AMERICA'S PAST TIME
Continued:
Some sports analysts describe MLB as being on the way up.  I don't know how they can come to this conclusion.  MLB is so far in the tank right now, they have Rosanna Bar for a next door neighbor, with her lovely and prospering carreer.  In 2004, this year, MLB was so bad that the NFL Draft brought in more viewers, listeners, and revenue than the 15 games they had scheduled that day combined.  The draft, the biggest crapshoot in all of sports.  And I'm not talking the 1st day debut of the 1st round allstars.  I'm talking about the Sunday gig, the 4th round and higher picks, the one that make you say, "With the 220th overall pick in the 2004 NFL draft the Cleveland Browns select, WHO"?  Some guys no ones ever heard of because he was the 5th string offensive lineman for Miami of Ohio.  And this draws more public interest than MLB, it makes me laugh.
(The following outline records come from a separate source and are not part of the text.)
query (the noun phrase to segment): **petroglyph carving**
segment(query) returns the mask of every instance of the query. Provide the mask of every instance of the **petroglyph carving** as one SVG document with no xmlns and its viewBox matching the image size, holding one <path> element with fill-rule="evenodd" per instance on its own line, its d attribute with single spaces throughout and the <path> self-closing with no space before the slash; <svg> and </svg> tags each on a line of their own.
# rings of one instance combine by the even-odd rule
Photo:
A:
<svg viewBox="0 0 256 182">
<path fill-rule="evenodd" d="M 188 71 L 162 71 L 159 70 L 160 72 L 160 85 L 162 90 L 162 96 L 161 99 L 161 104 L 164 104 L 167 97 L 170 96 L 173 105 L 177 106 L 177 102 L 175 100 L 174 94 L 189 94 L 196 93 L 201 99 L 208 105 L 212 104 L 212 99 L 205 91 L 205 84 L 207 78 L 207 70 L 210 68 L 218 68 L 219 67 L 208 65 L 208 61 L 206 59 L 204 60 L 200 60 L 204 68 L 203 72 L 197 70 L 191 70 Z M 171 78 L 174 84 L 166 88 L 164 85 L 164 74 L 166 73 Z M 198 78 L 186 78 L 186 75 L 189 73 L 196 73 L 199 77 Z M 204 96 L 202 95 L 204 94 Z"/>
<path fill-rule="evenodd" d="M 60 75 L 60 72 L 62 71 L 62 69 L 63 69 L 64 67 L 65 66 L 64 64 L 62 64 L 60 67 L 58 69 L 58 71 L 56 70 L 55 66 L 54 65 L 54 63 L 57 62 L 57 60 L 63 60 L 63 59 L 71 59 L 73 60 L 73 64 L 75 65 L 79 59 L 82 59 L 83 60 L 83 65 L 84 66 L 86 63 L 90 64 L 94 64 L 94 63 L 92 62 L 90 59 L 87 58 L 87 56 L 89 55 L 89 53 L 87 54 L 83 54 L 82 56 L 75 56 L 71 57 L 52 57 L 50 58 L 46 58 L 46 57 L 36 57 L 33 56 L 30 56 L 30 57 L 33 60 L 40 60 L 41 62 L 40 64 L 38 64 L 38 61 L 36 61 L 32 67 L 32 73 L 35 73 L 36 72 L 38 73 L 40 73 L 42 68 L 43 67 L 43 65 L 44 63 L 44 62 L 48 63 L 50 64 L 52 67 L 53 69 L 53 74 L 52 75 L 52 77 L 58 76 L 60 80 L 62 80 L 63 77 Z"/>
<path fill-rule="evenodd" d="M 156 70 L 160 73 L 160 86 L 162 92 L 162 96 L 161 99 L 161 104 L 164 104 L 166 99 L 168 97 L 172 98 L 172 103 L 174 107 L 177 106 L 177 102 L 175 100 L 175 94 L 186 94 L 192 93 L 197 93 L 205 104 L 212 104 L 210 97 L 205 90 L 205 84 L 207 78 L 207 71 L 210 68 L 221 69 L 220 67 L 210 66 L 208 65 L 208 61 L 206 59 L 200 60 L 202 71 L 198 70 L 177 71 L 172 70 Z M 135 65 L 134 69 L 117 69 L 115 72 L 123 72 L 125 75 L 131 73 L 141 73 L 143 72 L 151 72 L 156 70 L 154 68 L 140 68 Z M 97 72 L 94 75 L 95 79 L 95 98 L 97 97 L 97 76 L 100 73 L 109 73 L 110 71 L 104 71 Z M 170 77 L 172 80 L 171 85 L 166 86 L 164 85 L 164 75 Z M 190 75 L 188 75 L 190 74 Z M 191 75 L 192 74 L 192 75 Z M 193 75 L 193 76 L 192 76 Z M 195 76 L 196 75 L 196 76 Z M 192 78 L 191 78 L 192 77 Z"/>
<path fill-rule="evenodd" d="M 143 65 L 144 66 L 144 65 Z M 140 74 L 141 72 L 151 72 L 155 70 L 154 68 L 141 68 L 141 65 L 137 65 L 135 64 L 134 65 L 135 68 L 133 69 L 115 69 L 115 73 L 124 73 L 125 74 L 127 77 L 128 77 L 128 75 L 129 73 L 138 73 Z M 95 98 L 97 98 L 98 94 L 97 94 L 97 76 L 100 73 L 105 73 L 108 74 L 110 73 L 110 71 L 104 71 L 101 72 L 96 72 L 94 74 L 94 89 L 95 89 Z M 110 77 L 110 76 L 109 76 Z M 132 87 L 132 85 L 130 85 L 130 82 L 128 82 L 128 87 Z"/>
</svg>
In a sport where ticket prices are constantly being raised and the players are complaining that they are having trouble making ends meet, struggling on only 4 million a year, MLB decided that tickets are now not quite high enough for the few hundred people that actually still attend these pathetic games.  Team owners complain that their stadiums are too old, and then hit the city up for building them a bigger stadium with more seating.  Not a bigger field though, the fields are actually smaller, so the players can use their wooden rocket launchers and blast the balls half way into the upper deck riddling the empty seating, thus causing the scoring to skyrocket and changing the game completely.  An average MLB stadium seats just under 47,800 people when the average attendance is in the 20K region.  In 2003, attend for a MLB game was down 4.3% compared to 2002, which was down an addition 6.7% from the previous year.  Since 2001, MLB attendance has dropped over 11% and shows no signs of leveling off.  Now there is a true stat for MLB.  I'm done, thanks for shopping.